Stratigraphic excavation in its basic form involves a process of cleaning the surface of the site; isolating contexts and edges which are definable in their entirety or part and then attepting to excavate or remove contexts in reverse stratigraphic order ( ie, in a backward chronology) – removing and recording he last material activity that occurred on the site back to the first. After removing a context or if practical a set of contexts such as a feature like a pit or wall., the “isolate and dig” procedure is repeated until no man made remains are left on site and the site is reduced to natural.
OVERALL PRINCIPLE: Understand the concept of physical and chronological stratigraphy as well as the methods of recording the sequences.
PRINCIPLE: Be able to remove layers and fills in the correct order for structured excavation
- Novice – Be able to remove layers and fills in the correct order for structured excavation
- Competent – Can recognise new contexts, may overcut or not fully define a feature without full supervision.
- Proficient – Confident excavation of each context with little supervision, shows understanding of relationships both above, below and horizontally to their current context.
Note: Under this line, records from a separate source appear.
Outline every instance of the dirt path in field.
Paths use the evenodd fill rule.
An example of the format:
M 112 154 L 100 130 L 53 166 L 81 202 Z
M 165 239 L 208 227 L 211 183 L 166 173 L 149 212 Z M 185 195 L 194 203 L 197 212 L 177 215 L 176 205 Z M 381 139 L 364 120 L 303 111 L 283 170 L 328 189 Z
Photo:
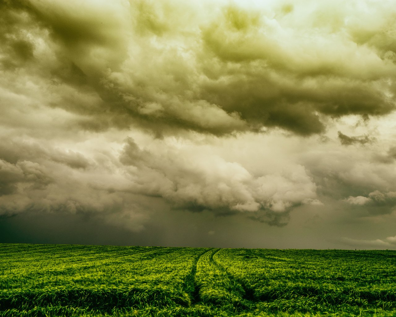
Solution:
M 251 306 L 250 293 L 221 264 L 217 256 L 221 249 L 205 252 L 197 262 L 195 274 L 195 303 L 210 303 L 233 311 Z
M 220 250 L 219 250 L 219 251 L 220 251 Z M 213 255 L 214 255 L 214 254 Z M 251 302 L 254 302 L 256 300 L 256 299 L 254 296 L 254 291 L 253 290 L 248 286 L 242 279 L 238 278 L 232 273 L 230 273 L 227 269 L 227 268 L 225 267 L 221 264 L 220 261 L 218 259 L 213 258 L 213 256 L 212 258 L 213 262 L 216 264 L 216 265 L 219 268 L 221 268 L 221 269 L 227 275 L 230 281 L 234 281 L 234 283 L 240 285 L 243 290 L 243 293 L 241 294 L 241 296 L 244 300 Z
M 185 280 L 185 288 L 186 291 L 190 295 L 191 305 L 194 305 L 199 302 L 200 286 L 197 283 L 195 275 L 197 272 L 197 266 L 200 260 L 208 252 L 212 251 L 213 248 L 203 251 L 198 257 L 192 266 L 192 269 L 190 273 L 187 275 Z

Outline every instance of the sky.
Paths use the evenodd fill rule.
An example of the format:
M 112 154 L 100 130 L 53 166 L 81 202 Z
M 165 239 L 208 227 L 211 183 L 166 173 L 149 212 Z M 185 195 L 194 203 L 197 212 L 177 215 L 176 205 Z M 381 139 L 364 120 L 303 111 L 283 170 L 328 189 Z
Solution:
M 0 243 L 396 249 L 396 6 L 0 0 Z

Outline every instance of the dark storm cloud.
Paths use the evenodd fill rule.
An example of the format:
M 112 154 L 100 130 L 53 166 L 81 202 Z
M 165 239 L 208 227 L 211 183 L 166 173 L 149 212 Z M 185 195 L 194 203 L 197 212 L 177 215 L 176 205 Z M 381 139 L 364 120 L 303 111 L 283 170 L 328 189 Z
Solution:
M 343 145 L 350 145 L 351 144 L 356 143 L 365 144 L 373 141 L 373 139 L 367 135 L 357 136 L 348 136 L 343 134 L 341 131 L 338 131 L 338 139 Z
M 390 217 L 396 9 L 361 3 L 1 2 L 0 214 Z
M 301 166 L 282 174 L 255 175 L 236 162 L 198 149 L 169 145 L 156 153 L 141 149 L 129 138 L 120 158 L 134 192 L 163 197 L 175 207 L 219 214 L 265 210 L 282 213 L 312 203 L 316 186 Z
M 351 39 L 364 37 L 356 26 L 339 19 L 329 30 L 332 12 L 318 20 L 320 6 L 305 25 L 295 20 L 297 6 L 288 11 L 224 5 L 203 19 L 193 4 L 97 4 L 2 5 L 4 68 L 46 72 L 58 86 L 50 86 L 58 97 L 47 105 L 84 115 L 76 124 L 84 129 L 133 124 L 156 134 L 221 135 L 278 127 L 306 136 L 325 130 L 320 115 L 377 116 L 394 109 L 392 49 L 382 44 L 393 24 L 377 26 L 371 34 L 387 27 L 386 36 L 359 46 Z M 353 7 L 337 14 L 360 14 Z M 316 28 L 307 29 L 310 23 Z M 44 51 L 51 58 L 40 58 Z M 40 67 L 24 64 L 33 59 Z M 73 97 L 69 86 L 89 101 Z

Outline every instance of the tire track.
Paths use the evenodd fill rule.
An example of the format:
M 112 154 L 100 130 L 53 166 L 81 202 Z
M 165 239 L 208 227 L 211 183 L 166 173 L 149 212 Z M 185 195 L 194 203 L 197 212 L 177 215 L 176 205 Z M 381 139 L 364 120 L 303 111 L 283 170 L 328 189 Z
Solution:
M 214 255 L 214 254 L 213 254 L 213 255 Z M 243 290 L 243 293 L 241 294 L 242 296 L 242 297 L 243 299 L 245 300 L 251 302 L 255 302 L 257 300 L 257 299 L 255 298 L 254 295 L 254 291 L 251 288 L 249 287 L 244 281 L 240 279 L 238 279 L 238 277 L 236 277 L 232 273 L 230 273 L 227 269 L 227 268 L 225 267 L 223 264 L 222 264 L 218 260 L 213 259 L 213 256 L 212 257 L 212 258 L 213 259 L 214 262 L 216 264 L 216 265 L 217 265 L 218 267 L 221 268 L 221 269 L 224 271 L 230 280 L 233 280 L 237 284 L 240 285 L 242 289 Z
M 196 275 L 197 266 L 200 259 L 204 255 L 208 252 L 210 252 L 213 250 L 211 248 L 208 250 L 204 251 L 197 257 L 194 264 L 190 274 L 187 275 L 185 280 L 184 288 L 186 292 L 189 294 L 190 298 L 190 306 L 192 306 L 199 303 L 200 301 L 199 297 L 200 286 L 196 283 L 195 275 Z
PRINCIPLE: Be able to analyse and resolve relationships between features, where this is unclear, utilising the most appropriate method for a solution. To understand the relevance of determining relationships within an excavation.
- Novice – Can recognise where determining relationships between features is needed, however needs assistance to investigate.
- Competent – Can recognise where determining relationships between features is needed and choose the appropriate method to investigate this association, however requires some assistance to clearly identify the stratigraphic link.
- Proficient – Confidently recognise and determine the physical and chronological relationships between features and chooses the appropriate method to investigate associations to resolve stratigraphic links.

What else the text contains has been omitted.